Hata no Kôkatsu, sometimes called Hada no Kawakatsu, was a semi-mythical figure in Japanese mythical history, who is believed to have introduced kagura Shinto dances to Japan in the sixth century. He is also considered the progenitor of a hereditary line which includes many of Noh's greatest playwrights and actors, such as Hata no Ujiyasu, Zeami and Komparu Mitsutarô. Though in legend he is portrayed as the reincarnation of the first emperor of Qin, if Kôkatsu truly existed he was likely a Chinese immigrant to Japan, or someone from further afield who came to Japan via China or Korea (see Hata clan).

According to legend, as told by the preeminent Noh playwright Zeami, Hata no Kôkatsu first appeared as a child, during the reign of Emperor Kimmei (509-571), discovered in a jar near the gates to the Miwa Shrine by a high court official. The Hatsuse River had overflowed its banks, and the jar had been carried along on the current. As the official believed the child to have come from heaven, these events were reported to the emperor. That night the emperor dreamed of the child, who said that he was the spirit of Qin Shihuangdi, first Emperor of Qin, reborn. The child also explained his appearance in the dream as a result of his destiny being connected to Japan's.
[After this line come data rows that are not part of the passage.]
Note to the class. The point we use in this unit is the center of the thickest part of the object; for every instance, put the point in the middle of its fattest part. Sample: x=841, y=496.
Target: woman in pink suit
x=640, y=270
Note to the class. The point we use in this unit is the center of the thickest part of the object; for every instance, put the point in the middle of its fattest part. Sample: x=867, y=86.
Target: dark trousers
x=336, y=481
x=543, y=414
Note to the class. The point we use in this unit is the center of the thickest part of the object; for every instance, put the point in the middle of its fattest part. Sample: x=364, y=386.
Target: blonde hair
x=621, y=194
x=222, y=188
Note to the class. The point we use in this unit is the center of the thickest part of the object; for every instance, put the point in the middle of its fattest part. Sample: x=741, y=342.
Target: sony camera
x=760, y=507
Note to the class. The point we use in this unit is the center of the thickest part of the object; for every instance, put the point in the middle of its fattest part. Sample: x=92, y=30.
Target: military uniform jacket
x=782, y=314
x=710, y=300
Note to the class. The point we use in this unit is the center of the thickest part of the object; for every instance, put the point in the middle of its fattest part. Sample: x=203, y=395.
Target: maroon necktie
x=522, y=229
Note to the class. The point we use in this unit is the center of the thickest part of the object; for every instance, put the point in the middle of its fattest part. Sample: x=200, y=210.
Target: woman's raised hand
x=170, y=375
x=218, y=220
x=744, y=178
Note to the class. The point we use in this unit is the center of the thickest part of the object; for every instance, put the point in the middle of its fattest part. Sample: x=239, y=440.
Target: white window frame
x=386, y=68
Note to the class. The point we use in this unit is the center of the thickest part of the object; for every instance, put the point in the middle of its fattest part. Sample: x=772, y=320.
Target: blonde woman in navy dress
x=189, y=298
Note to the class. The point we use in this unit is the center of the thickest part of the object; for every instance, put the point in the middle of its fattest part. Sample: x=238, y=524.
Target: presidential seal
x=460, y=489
As a result, the child was brought to the Court, by order of the Emperor, to serve as a Minister. He was given the family name of Chin, which was read as Hata in Japanese, and it was thus that the child came to be called Hata no Kôkatsu. Kôkatsu was then asked by Shōtoku Taishi to perform sixty-six dramatic pieces, in order to help settle disturbances in the land. The Prince made sixty-six masks to be used for this purpose, and the performances were then done at the Shishinden (Great Attendance Hall) of the imperial palace at Tachibana. Since this was successful in creating peace for the land, Prince Shôtoku decided that this form of entertainment should be kept for the ages, and dubbed it kagura (神楽, "entertainment given by the gods"). The form of entertainment known as sarugaku, along with its name, would later be derived from kagura.
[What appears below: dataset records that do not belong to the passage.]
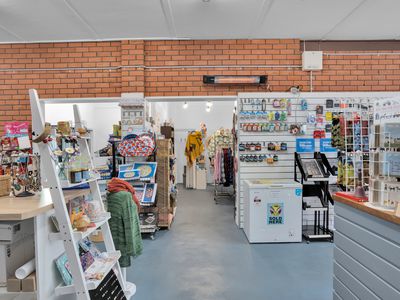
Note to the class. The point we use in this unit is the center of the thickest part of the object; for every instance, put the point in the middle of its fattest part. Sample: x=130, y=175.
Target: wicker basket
x=5, y=185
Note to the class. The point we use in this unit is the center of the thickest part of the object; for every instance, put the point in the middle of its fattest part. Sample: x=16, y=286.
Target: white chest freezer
x=272, y=211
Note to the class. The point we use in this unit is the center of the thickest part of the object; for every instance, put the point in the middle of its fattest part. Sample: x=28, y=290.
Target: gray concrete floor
x=206, y=256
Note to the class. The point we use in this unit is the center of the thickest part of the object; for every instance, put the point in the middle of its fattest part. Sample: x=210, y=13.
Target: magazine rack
x=80, y=287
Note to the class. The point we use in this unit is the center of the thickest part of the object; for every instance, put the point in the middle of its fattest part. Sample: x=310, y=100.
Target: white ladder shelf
x=80, y=286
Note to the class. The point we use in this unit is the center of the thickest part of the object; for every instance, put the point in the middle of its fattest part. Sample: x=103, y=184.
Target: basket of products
x=5, y=185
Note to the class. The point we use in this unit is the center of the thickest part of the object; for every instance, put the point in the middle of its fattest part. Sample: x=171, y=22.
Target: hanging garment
x=125, y=226
x=194, y=147
x=217, y=166
x=118, y=185
x=228, y=167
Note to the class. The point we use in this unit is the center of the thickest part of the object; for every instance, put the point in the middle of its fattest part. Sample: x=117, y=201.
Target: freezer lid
x=272, y=183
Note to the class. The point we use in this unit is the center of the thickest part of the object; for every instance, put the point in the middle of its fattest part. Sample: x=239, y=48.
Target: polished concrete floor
x=206, y=256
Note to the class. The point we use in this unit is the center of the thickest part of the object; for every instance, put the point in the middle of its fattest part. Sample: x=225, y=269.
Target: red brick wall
x=161, y=77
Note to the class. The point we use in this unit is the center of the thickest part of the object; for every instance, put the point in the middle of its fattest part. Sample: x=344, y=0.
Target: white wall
x=188, y=119
x=159, y=111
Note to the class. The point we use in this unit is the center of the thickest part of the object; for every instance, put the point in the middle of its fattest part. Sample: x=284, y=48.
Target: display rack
x=384, y=171
x=355, y=117
x=300, y=115
x=165, y=177
x=81, y=287
x=314, y=176
x=225, y=142
x=273, y=156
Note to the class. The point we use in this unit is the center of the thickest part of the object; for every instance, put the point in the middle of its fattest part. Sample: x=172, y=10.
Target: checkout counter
x=366, y=253
x=37, y=209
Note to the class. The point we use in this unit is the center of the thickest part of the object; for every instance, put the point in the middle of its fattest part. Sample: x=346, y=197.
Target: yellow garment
x=194, y=146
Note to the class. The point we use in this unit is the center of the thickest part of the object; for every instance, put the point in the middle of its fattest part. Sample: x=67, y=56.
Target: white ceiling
x=73, y=20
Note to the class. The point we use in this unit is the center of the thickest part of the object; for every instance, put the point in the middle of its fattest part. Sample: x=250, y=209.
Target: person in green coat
x=125, y=226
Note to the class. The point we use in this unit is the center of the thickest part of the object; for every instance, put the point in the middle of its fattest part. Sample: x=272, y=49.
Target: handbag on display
x=136, y=145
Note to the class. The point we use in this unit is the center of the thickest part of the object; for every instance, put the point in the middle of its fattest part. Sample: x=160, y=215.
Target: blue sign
x=305, y=145
x=325, y=145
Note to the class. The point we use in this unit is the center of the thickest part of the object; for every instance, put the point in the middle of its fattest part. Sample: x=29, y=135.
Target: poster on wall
x=305, y=145
x=325, y=145
x=387, y=111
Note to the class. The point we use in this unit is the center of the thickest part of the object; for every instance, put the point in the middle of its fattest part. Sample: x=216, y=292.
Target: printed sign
x=387, y=111
x=275, y=214
x=304, y=145
x=16, y=129
x=325, y=145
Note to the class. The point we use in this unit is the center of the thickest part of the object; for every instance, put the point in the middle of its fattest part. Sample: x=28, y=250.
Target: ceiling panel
x=42, y=20
x=373, y=20
x=216, y=18
x=123, y=18
x=6, y=36
x=69, y=20
x=305, y=19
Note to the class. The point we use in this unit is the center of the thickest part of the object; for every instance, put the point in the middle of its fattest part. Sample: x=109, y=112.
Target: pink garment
x=217, y=166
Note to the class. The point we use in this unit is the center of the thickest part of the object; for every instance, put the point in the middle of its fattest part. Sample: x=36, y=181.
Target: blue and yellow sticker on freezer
x=275, y=214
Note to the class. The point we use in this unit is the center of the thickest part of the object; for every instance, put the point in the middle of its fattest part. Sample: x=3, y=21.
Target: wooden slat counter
x=382, y=214
x=15, y=209
x=366, y=252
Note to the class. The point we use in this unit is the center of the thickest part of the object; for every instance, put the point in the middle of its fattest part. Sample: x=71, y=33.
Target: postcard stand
x=315, y=174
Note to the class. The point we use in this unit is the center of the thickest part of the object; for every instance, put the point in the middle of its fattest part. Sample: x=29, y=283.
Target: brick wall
x=105, y=74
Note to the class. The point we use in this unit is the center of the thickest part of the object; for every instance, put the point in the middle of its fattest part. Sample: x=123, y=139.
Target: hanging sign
x=304, y=145
x=387, y=111
x=325, y=145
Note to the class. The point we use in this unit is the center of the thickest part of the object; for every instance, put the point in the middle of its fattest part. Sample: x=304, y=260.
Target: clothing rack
x=220, y=190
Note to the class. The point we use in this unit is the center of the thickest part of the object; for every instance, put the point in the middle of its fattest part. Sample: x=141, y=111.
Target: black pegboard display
x=109, y=289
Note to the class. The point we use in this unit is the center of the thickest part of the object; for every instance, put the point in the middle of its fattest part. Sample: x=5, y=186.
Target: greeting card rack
x=81, y=287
Kôkatsu is said to have served a number of rulers, including not only Kimmei and Shôtoku, but Emperor Bidatsu, Emperor Yômei, Emperor Sushun, and Empress Suiko. Having passed on his art to his descendants, Kôkatsu fled Naniwa in a hollowed-out wooden boat. The winds and currents took him to Harima province, where he came ashore no longer in human form. It is not clear from Zeami's version of the tale what sort of spirit or demon Kôkatsu was meant to have been, but it is implied that from the time he was discovered in the jar to this point he was never truly human. In any case, he haunted and cursed the people of Harima until they began to worship him as a kami, in order to placate him. They called him Taikô Dai-Myôjin (対抗大明神, "Great Raging Kami"), and later recognized him as an incarnation of Bishamonten. Prince Shôtoku is said to have prayed to the spirit of Kôkatsu for victory against Mononobe no Moriya, who led an armed force in opposition to Japanese adoption of Buddhism.

In 1907, Dr. Yoshiro Saeki, a supposed expert on Japanese Christianity, claimed to have discovered Kōkatsu's tomb, and a shrine devoted to him, on an island in the Inland Sea. Saeki was one of the leading scholars of a movement to assert and argue that the Hata were in fact Hebrews, and likely members of one of the Lost Tribes of Israel.

Reference

  • Rimer, J. Thomas and Yamazaki Masakazu trans. (1984). "On the Art of the Nō Drama: The Major Treatises of Zeami." Princeton, New Jersey: Princeton University Press.